A reward for $1,200 for Claudius and $600 for his sons and John McArthur as well as $300 George Davis and Nathaniel Biggs was ascribed by the state legislature. Despite pleas of help from New York Governor George Clinton, Claudius and his gang continued raiding and harassing prominent leaders who identified as Patriots, including the home of Robert Erskine on November 11, 1778. Smith was eventually captured by Major Jesse Brush while hiding on Long Island, then occupied by the British, and executed January 22nd, 1779. His son Richard continued as gang leader until fellow members William Cole, and William Welcher confessed their crimes to authorities, as the war was winding down and it became clear they would be on the losing side. This resulted in the outing of those who harbored the gang and thus undoing their support network.

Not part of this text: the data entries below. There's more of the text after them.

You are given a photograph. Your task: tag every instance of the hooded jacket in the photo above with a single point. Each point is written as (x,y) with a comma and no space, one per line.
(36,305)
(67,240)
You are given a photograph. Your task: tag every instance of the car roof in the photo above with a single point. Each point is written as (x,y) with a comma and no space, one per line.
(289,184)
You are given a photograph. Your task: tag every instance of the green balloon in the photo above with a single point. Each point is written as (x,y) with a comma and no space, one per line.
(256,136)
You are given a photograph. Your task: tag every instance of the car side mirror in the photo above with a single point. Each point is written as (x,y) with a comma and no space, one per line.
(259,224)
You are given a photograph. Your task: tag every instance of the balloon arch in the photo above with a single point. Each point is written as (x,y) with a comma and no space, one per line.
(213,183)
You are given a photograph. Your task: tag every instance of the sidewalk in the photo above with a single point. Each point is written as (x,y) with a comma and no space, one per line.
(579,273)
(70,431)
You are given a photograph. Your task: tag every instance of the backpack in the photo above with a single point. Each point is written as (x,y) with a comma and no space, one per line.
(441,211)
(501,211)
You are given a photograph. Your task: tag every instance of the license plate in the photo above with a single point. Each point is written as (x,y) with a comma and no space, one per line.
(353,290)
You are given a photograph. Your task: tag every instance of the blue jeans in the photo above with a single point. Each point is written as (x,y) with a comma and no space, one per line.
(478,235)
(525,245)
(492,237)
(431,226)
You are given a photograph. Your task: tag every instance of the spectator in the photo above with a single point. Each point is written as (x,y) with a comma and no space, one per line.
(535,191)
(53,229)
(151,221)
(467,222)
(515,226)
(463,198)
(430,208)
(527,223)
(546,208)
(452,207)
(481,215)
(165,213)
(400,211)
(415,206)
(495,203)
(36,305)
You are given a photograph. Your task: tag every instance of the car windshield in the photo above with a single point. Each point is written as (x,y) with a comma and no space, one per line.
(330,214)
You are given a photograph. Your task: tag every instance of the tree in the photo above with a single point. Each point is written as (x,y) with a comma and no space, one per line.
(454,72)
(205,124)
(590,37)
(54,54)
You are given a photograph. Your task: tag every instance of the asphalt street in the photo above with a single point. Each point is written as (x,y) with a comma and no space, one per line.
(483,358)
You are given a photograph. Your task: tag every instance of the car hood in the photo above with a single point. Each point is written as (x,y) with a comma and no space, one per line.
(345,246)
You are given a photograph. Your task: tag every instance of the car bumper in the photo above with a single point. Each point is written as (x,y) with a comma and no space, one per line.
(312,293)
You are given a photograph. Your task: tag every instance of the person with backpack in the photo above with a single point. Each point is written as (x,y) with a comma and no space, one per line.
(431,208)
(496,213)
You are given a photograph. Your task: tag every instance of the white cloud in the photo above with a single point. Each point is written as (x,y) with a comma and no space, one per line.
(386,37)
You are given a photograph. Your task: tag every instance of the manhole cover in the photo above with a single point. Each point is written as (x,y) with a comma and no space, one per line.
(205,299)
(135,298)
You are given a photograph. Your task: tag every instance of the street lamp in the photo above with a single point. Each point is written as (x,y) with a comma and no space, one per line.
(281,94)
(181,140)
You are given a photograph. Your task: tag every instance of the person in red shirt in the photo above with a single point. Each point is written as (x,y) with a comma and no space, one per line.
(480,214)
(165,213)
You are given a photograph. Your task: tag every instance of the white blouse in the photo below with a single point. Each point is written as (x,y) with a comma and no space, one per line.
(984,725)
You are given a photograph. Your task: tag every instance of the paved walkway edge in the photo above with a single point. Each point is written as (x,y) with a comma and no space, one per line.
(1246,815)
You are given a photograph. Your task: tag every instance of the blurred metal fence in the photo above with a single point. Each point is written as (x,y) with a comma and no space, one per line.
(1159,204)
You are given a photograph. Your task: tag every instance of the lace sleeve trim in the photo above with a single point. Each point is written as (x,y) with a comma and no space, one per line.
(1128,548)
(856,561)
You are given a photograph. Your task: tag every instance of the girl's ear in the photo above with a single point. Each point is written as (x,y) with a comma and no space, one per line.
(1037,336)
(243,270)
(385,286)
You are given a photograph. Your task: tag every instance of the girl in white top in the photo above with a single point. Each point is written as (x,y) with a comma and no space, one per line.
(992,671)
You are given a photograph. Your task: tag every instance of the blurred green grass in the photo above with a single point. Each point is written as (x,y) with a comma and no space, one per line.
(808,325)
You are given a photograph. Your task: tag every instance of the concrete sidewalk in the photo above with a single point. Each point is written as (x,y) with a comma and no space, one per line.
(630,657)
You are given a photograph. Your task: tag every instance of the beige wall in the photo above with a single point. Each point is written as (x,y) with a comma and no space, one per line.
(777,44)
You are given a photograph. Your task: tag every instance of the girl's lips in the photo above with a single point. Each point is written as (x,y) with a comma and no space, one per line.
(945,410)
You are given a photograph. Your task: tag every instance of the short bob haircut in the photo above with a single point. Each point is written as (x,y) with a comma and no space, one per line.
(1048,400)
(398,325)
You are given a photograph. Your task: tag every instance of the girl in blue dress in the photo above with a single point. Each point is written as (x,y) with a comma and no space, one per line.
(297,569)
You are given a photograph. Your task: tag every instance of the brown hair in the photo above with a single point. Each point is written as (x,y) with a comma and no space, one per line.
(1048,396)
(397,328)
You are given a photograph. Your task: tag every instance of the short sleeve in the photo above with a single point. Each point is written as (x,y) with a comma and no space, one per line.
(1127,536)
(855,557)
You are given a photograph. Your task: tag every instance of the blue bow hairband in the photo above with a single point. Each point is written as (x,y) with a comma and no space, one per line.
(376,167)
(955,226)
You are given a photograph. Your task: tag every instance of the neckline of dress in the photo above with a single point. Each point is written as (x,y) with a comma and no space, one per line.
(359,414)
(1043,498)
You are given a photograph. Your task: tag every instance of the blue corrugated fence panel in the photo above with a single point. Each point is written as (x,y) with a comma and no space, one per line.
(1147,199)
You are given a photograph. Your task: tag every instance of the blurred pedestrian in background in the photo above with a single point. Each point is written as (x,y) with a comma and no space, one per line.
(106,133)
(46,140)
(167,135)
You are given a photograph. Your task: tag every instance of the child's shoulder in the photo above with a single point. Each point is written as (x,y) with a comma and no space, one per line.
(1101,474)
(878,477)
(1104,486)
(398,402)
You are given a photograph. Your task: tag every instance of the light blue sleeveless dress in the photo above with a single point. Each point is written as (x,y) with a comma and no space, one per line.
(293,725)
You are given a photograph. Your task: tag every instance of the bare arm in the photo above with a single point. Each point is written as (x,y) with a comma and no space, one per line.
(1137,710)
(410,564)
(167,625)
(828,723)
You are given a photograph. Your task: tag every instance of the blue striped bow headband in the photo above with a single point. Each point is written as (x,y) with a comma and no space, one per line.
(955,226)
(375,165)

There are many stories that revolve around Claudius Smith, but perhaps the most unusual, and gruesome is the story that Claudius Smith’s head skull was embedded in the masonry of the 1841 Goshen Courthouse. This incident is the subject of a Legends & Lore marker, which was dedicated on October 30th, 2016. On May 1st, 2021, a related marker was unveiled at Washingtonville Cemetery, noting it as the final resting place of Major Nathaniel Strong.
Bellamy, Lana. “Murdered patriot’s grave, Washingtonville Cemetery marked with new sign” Times Herald-Record, May 3, 2021
Croswell, E. Documents of the Senate of the State of New York, Vol. 12. Albany.,1900
Dewey, Charles. “Terror in the Ramapos” Journal of the American Revolution, March 25, 2019.
New York Colonial Muster Rolls, 1664-1775: Report of the State Historian of New York, Vol.2. Baltimore
Sweetman, Jennie. “Historic marker dedicated for Smith, ‘Cowboy of the Ramapos’” New Jersey Herald, November 5, 2017.